Decision Report 202210656

  • Case ref:
    202210656
  • Date:
    May 2025
  • Body:
    A GP Practice in the Grampian NHS Board area
  • Sector:
    Health
  • Outcome:
    Upheld, recommendations
  • Subject:
    Clinical treatment / diagnosis

Summary

C complained about the decision to stop the anticoagulant (blood thinning) medication given to their late parent (A) and a lack of communication with the family around this decision. The practice instructed to stop the medication due to an unexplained bleed. Following this stoppage, A died from a stroke. A’s family contacted the practice to discuss their concerns about the medication but they were unable to speak to a clinician in a timely manner.

We took independent advice from a GP adviser. We found that there were clear indications for A to be on anticoagulant medication and that it was unreasonable that the medication was stopped without a replacement in place. The decision to stop the medication was not fully informed. We noted that the practice did not undertake timely blood tests or communicate with A’s family and the relevant specialists. We also found failings around the administration of blood tests.

The practice carried out a Significant Adverse Event Review (SAER), which we found was not in line with relevant national guidance. We upheld C’s complaint

Recommendations

What we asked the organisation to do in this case:

  • Apologise to the family for the failings identified in this report. The apology should meet the standards set out in the SPSO guidelines on apology available at www.spso.org.uk/information-leaflets.

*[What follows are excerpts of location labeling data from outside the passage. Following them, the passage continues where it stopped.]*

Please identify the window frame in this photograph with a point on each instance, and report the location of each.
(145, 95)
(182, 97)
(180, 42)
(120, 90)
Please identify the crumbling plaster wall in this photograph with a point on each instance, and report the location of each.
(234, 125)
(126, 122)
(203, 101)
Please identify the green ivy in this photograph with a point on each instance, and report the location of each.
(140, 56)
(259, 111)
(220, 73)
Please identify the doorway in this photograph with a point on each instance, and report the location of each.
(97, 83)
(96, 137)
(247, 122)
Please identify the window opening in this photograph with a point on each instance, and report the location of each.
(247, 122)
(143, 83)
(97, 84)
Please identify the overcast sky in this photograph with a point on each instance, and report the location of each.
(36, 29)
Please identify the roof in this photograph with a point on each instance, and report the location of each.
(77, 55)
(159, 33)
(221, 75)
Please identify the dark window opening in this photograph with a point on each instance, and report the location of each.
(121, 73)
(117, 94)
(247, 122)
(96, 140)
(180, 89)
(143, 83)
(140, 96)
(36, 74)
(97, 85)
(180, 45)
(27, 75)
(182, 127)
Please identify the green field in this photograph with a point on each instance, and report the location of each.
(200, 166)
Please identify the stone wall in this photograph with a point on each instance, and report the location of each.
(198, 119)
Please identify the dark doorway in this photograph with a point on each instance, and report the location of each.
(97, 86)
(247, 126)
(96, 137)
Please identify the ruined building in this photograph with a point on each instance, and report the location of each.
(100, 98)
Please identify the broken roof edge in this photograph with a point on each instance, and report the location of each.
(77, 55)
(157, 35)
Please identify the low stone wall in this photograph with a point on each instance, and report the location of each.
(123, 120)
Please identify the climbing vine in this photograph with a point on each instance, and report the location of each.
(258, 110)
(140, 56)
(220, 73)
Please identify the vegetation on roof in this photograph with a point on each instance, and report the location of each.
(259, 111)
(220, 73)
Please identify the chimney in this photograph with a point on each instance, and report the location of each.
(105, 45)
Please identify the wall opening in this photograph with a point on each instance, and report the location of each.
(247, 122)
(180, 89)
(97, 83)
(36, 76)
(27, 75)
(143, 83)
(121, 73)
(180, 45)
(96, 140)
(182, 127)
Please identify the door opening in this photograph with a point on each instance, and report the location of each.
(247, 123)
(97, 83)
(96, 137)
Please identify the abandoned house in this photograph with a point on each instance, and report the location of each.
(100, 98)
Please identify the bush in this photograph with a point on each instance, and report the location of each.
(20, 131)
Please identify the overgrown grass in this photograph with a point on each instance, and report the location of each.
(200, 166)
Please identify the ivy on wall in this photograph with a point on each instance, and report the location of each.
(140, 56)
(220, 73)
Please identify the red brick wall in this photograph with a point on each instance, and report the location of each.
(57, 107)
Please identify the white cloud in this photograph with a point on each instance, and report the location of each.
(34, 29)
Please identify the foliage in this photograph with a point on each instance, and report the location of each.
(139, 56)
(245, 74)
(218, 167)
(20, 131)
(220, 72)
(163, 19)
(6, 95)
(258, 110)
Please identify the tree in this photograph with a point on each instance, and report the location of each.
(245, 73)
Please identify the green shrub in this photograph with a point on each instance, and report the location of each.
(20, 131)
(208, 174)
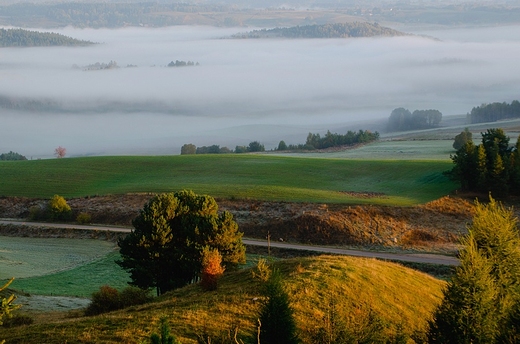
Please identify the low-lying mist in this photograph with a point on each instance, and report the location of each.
(242, 90)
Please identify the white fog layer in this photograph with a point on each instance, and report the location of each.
(243, 90)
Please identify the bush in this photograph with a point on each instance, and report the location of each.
(83, 218)
(109, 299)
(58, 209)
(132, 296)
(36, 213)
(212, 268)
(164, 337)
(17, 320)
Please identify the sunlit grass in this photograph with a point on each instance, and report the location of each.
(399, 296)
(261, 177)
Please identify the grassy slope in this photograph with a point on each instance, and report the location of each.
(261, 177)
(396, 294)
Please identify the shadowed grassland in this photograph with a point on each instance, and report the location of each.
(80, 281)
(397, 296)
(260, 177)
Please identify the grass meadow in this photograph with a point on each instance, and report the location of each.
(399, 297)
(248, 176)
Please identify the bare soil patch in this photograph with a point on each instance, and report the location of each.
(435, 226)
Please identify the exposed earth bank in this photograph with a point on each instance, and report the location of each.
(435, 226)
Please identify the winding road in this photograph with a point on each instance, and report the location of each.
(412, 257)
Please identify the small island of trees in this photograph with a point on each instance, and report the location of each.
(313, 142)
(494, 112)
(335, 30)
(402, 119)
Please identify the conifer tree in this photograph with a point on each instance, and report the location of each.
(481, 302)
(276, 316)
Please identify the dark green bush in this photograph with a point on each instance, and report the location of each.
(83, 218)
(17, 320)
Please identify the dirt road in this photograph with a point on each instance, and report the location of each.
(416, 258)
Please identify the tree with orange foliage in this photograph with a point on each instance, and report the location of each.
(60, 152)
(212, 268)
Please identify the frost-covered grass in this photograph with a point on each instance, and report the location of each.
(59, 266)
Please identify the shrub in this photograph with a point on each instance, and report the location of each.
(58, 209)
(36, 213)
(132, 296)
(276, 316)
(164, 337)
(104, 300)
(212, 268)
(17, 320)
(262, 271)
(83, 218)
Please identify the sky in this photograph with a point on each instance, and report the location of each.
(243, 90)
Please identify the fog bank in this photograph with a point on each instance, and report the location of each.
(243, 90)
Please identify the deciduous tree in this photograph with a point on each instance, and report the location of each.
(165, 248)
(60, 152)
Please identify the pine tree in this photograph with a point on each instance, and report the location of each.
(481, 302)
(276, 316)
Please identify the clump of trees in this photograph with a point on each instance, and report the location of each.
(315, 141)
(27, 38)
(178, 63)
(171, 232)
(494, 112)
(101, 66)
(462, 138)
(491, 166)
(12, 156)
(276, 318)
(190, 148)
(402, 119)
(482, 301)
(334, 30)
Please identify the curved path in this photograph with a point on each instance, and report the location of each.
(415, 257)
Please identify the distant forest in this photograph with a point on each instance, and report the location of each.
(402, 119)
(27, 38)
(313, 142)
(344, 30)
(494, 112)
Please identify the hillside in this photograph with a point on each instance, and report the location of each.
(27, 38)
(435, 226)
(336, 30)
(361, 292)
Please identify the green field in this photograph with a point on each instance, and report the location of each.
(262, 177)
(402, 298)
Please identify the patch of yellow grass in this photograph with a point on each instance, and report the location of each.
(398, 295)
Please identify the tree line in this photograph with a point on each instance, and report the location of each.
(178, 63)
(402, 119)
(494, 112)
(316, 141)
(313, 142)
(190, 148)
(335, 30)
(27, 38)
(12, 156)
(492, 166)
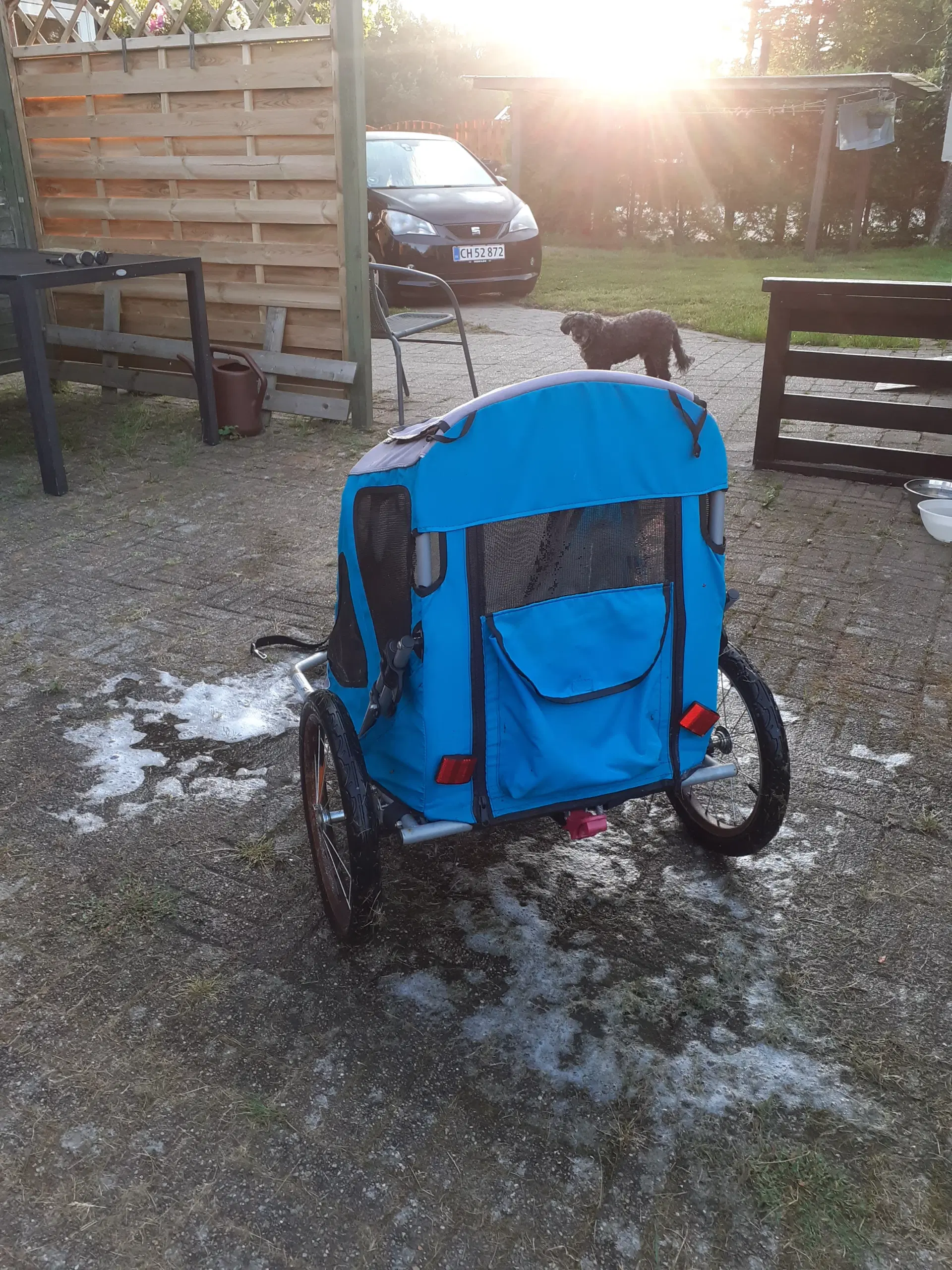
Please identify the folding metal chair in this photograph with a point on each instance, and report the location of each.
(402, 328)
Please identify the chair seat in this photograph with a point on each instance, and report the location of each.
(412, 324)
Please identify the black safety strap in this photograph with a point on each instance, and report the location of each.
(468, 425)
(694, 427)
(285, 642)
(436, 432)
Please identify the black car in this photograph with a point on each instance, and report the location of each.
(433, 206)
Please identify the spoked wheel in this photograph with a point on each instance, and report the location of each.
(738, 816)
(341, 813)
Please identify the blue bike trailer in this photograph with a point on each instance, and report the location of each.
(531, 596)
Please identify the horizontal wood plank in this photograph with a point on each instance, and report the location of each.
(315, 73)
(150, 346)
(290, 254)
(223, 293)
(186, 167)
(164, 382)
(168, 384)
(184, 124)
(313, 407)
(832, 307)
(862, 413)
(257, 36)
(246, 211)
(927, 373)
(870, 323)
(813, 455)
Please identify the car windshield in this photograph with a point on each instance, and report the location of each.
(400, 164)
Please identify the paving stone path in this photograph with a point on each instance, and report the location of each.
(598, 1055)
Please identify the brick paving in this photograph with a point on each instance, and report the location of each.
(332, 1109)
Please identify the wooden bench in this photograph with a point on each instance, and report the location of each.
(922, 310)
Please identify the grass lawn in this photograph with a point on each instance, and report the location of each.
(719, 294)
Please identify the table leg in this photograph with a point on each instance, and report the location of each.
(198, 320)
(28, 325)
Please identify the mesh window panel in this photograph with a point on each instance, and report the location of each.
(346, 654)
(573, 553)
(384, 554)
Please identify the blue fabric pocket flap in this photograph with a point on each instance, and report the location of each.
(583, 647)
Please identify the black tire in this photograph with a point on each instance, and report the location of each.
(760, 750)
(341, 813)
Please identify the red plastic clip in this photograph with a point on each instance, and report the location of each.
(699, 719)
(456, 770)
(584, 825)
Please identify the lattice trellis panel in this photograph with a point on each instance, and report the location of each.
(61, 22)
(218, 144)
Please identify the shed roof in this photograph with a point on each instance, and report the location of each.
(766, 87)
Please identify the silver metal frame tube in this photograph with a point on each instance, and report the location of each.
(301, 683)
(431, 829)
(715, 516)
(710, 772)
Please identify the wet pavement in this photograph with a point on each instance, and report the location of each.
(617, 1052)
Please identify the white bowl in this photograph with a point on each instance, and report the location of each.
(937, 517)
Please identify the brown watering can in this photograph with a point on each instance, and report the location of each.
(239, 389)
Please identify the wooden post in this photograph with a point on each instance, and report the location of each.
(112, 320)
(772, 382)
(862, 190)
(823, 168)
(273, 341)
(12, 123)
(351, 136)
(516, 140)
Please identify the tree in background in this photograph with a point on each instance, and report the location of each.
(942, 226)
(414, 69)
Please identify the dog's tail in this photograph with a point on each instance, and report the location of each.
(681, 357)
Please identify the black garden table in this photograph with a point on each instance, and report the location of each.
(23, 275)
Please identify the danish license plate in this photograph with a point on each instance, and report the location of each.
(480, 253)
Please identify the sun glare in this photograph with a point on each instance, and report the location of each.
(620, 45)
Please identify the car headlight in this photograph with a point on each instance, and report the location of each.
(524, 220)
(402, 223)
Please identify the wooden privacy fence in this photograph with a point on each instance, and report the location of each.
(221, 144)
(919, 309)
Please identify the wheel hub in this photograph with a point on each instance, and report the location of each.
(721, 741)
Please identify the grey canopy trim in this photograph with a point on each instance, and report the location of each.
(407, 446)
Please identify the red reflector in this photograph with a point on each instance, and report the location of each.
(700, 719)
(455, 770)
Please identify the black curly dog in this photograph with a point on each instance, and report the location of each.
(651, 334)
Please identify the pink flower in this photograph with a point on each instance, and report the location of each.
(158, 21)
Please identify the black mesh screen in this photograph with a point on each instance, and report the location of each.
(382, 539)
(572, 553)
(346, 654)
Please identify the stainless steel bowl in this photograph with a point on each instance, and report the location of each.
(927, 487)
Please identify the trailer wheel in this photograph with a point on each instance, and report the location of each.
(742, 815)
(341, 813)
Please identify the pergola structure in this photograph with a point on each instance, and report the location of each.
(819, 93)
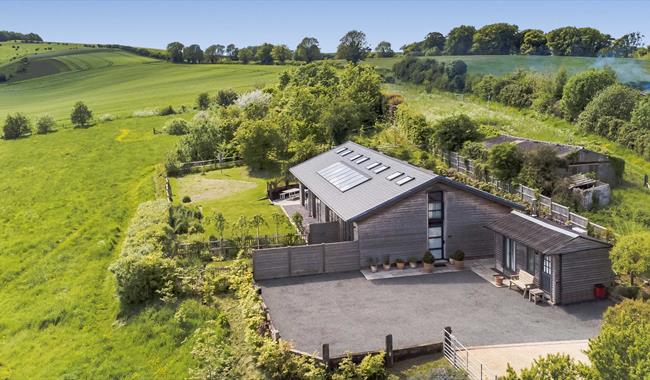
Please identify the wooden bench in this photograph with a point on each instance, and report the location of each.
(523, 280)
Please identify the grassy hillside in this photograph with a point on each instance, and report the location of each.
(629, 209)
(120, 83)
(628, 69)
(67, 200)
(12, 50)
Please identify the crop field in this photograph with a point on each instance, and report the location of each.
(628, 210)
(627, 69)
(122, 83)
(233, 192)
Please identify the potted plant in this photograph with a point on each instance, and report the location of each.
(459, 259)
(427, 261)
(372, 262)
(387, 262)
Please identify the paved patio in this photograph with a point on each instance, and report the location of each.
(354, 314)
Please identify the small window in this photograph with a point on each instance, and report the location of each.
(380, 169)
(404, 180)
(394, 175)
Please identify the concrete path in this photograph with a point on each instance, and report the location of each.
(496, 358)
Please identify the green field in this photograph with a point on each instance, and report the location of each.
(233, 192)
(628, 69)
(629, 209)
(12, 50)
(126, 84)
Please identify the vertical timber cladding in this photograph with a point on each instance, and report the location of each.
(399, 230)
(466, 216)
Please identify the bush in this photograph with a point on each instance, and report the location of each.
(177, 126)
(140, 278)
(45, 124)
(81, 115)
(169, 110)
(505, 161)
(582, 87)
(203, 101)
(16, 125)
(616, 101)
(452, 132)
(226, 97)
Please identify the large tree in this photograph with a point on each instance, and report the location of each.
(214, 52)
(384, 50)
(459, 40)
(175, 50)
(308, 50)
(500, 38)
(193, 54)
(353, 47)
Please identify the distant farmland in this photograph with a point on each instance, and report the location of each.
(628, 69)
(114, 81)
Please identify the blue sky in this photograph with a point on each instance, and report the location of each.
(155, 23)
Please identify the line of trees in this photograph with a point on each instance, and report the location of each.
(504, 38)
(6, 35)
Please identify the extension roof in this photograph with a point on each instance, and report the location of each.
(544, 236)
(344, 183)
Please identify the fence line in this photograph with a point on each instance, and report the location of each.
(556, 211)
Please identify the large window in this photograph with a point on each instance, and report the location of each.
(435, 231)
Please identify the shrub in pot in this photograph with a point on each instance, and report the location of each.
(427, 261)
(372, 263)
(459, 258)
(386, 262)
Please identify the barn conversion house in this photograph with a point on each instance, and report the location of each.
(364, 204)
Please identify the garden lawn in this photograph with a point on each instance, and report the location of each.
(628, 211)
(67, 199)
(233, 192)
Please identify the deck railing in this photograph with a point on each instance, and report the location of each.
(460, 357)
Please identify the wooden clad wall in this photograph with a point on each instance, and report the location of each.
(581, 271)
(305, 260)
(399, 231)
(466, 216)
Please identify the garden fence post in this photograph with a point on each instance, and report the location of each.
(389, 350)
(326, 355)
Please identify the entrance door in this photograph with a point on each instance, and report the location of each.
(435, 208)
(547, 271)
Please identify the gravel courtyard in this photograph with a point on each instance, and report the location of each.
(354, 314)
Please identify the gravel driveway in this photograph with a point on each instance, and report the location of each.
(354, 314)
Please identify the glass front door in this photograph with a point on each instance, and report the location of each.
(435, 232)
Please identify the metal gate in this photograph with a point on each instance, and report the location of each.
(460, 357)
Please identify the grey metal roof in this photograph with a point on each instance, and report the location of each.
(360, 201)
(544, 236)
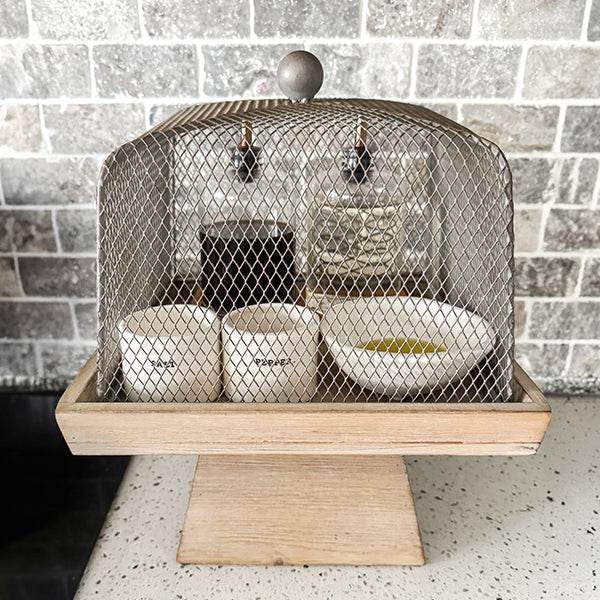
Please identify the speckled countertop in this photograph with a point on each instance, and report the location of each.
(493, 527)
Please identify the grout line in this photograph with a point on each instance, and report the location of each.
(201, 72)
(560, 126)
(273, 41)
(45, 341)
(55, 229)
(18, 275)
(93, 86)
(527, 307)
(43, 299)
(596, 191)
(586, 20)
(46, 143)
(474, 34)
(41, 207)
(76, 336)
(579, 282)
(147, 107)
(413, 72)
(364, 9)
(31, 26)
(568, 360)
(49, 255)
(142, 23)
(252, 17)
(518, 96)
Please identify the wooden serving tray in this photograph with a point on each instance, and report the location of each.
(91, 426)
(314, 483)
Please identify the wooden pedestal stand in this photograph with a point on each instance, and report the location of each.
(318, 483)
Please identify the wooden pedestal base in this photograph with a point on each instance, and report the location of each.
(300, 510)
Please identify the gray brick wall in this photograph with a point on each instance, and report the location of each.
(79, 78)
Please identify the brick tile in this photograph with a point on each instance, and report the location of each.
(77, 229)
(423, 18)
(90, 20)
(35, 320)
(455, 71)
(146, 71)
(57, 276)
(49, 180)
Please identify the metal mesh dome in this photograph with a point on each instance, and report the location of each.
(419, 249)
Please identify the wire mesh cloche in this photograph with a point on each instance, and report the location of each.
(325, 251)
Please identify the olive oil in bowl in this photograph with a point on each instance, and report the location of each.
(401, 346)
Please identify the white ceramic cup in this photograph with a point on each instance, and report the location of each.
(171, 353)
(270, 353)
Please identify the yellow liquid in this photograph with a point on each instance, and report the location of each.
(401, 345)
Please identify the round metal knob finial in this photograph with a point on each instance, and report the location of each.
(300, 75)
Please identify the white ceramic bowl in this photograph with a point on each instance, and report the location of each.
(466, 337)
(171, 353)
(270, 353)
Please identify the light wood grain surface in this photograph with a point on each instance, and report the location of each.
(297, 510)
(92, 427)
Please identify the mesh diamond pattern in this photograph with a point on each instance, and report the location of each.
(421, 251)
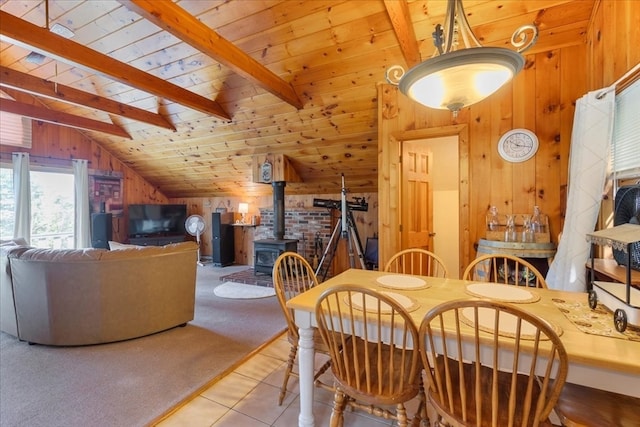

What we said should change to put things right in future:

  • Significant Adverse Event Reviews should be reflective and learning processes that ensure failings are identified and any appropriate learning and improvement taken forward. SAERs should be held in line with relevant guidance.
  • Appropriate blood tests should be carried out in line with relevant guidance when anticoagulant medication is stopped or replaced. Test results should be appropriately actioned.
  • Contacts to the practice from patients or their carers should be adequately assessed to ensure that they are appropriately escalated and, where necessary, there is discussion with the appropriate member of staff, including clinicians.
  • Patients should be fully assessed prior to the stopping of anticoagulation medication with appropriate consideration given to the risks. Full information should be sought, including where appropriate communication with relevant specialists and the family members prior to any decision being reached. Where this information is received in the GP’s absence, arrangements should be in place for this to be picked up by another clinician.

We have asked the organisation to provide us with evidence that they have implemented the recommendations we have made on this case by the deadline we set.